The unchanged-on (line 424) is defined as unchanged_on in common/Memory.v. Note that Mem_sup_include (Mem.support m1) (Mem.support m2) which means that m2 have more valid blocks than m1 is included in Mem.unchanged_on P m1 m2. Therefore all three properties of ro_acc m1 m1' are included in injp_acc as we defined in the paper.

`injp` transitivity (Section 3)

The proof of injp transitivity in cklr/InjectFootprint.v is commented according to the appendix C of our technical report. The refinements (Lemma 3.1 and Lemma 3.2) correspond to the following lemmas:

Lemma injp_injp2:
  subcklr (injp @ injp) injp.
Lemma injp_injp:
  subcklr injp (injp @ injp).

Here subcklr is the refinement of kripke memory relations. The lemma cc_c_ref in cklr/CKLRAlgebra.v can turn subcklr R S into the refinement of simulation conventions ccref (cc_c R) (cc_c S). Similar lemma cc_asm_ref for cc_asm is defined in x86/Asm.v.
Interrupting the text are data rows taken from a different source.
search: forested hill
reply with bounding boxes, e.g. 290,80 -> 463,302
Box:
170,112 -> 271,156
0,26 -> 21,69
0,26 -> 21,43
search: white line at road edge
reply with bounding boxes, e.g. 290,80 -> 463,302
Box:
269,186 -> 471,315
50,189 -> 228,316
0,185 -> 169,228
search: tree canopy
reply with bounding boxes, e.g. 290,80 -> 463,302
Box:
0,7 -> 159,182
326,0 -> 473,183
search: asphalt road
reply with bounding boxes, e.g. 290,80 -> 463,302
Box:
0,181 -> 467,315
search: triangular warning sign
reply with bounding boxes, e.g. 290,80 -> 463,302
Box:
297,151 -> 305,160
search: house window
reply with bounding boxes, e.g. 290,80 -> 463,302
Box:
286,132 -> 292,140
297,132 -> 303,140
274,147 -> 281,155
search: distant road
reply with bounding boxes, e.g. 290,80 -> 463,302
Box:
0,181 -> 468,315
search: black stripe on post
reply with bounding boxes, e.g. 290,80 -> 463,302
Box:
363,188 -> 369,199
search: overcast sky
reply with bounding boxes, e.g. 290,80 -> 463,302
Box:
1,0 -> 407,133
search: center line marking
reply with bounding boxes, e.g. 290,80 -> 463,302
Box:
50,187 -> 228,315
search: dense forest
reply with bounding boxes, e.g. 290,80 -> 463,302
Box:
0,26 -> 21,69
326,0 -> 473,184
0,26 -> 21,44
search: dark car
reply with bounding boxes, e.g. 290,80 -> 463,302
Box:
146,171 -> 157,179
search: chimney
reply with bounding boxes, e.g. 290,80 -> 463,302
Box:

Here we briefly present the construction of intermediate memory state (as discussed in the paper line 738-753) as following steps. We first construct the injections and shape of m2' using the operation update_meminj12 defined in cklr/InjectFootprint.v.

We then copy the values and permissions for newly allocated blocks as:

Definition m2'1 := Mem.step2 m1 m2 m1' s2' j1'.

Finally we update the values and permissions for old blocks:

Definition m2' := Mem.copy_sup m1 m2 m1' j1 j2 j1' INJ12 (Mem.support m2) m2'1.

These memory operations are defined in common/Memory.v. For these operations, we changed the type of mem_access to be the same structure as mem_contents in order to enumerate the valid (with nonempty permissions) locations of a memory block.

Record mem' : Type := mkmem {
  ...
  (* old implementation *)
  (* mem_access: NMap.t (Z -> perm_kind -> option permission); *)
  mem_access: NMap.t (ZMap.t memperm);
  ...
}

Given the transivity of injp as depicted in Figure 10 (line 599), we are able to achieve the "real" vertical composition of open simulations as depicted in Figure 9 (line 589).

Derivation of direct Refinement (Section 4)

Proofs of individual passes

Table 1 can be checked according to CompCertO's_passes in driver/Compiler.v. The definitions used in the table from CompCertO can be found as follows. The simulation conventions between the same language interfaces cc_c, cc_locset, cc_mach and cc_asm (line 813) are defined in in common/Languageinterface.v, backend/Conventions, backend/Mach.v and x86/Asm.v. The structure simulation conventions cc_c_locset, cc_locset_mach and cc_mach_asm (line 823) are defined in backend/Conventions, driver/CallConv.v and x86/Asm.v.
The semantic invariant is defined as invariant in common/Invariant.v:

Record invariant {li: language_interface} :=
  {
    inv_world : Type;
    symtbl_inv : inv_world -> Genv.symtbl -> Prop;
    query_inv : inv_world -> query li -> Prop;
    reply_inv : inv_world -> reply li -> Prop;
  }.

For the passes using static analysis, we define the invariant ro in backend/ValueAnalysis.v:

Definition ro : invariant li_c :=
  {|
    symtbl_inv '(row ge m) := eq ge;
    query_inv '(row ge m) := sound_query ge m;
    reply_inv '(row ge m) := sound_reply m;
  |}.

The proof which uses injp to guarantee the dynamic values of unreachable local variables (Fig. 14) is carried out in the lemma transf_external_states in backend/Constpropproof.v. The same theorems and similar proofs can be found in backend/CSEproof.v and backend/Deadcodeproof.v.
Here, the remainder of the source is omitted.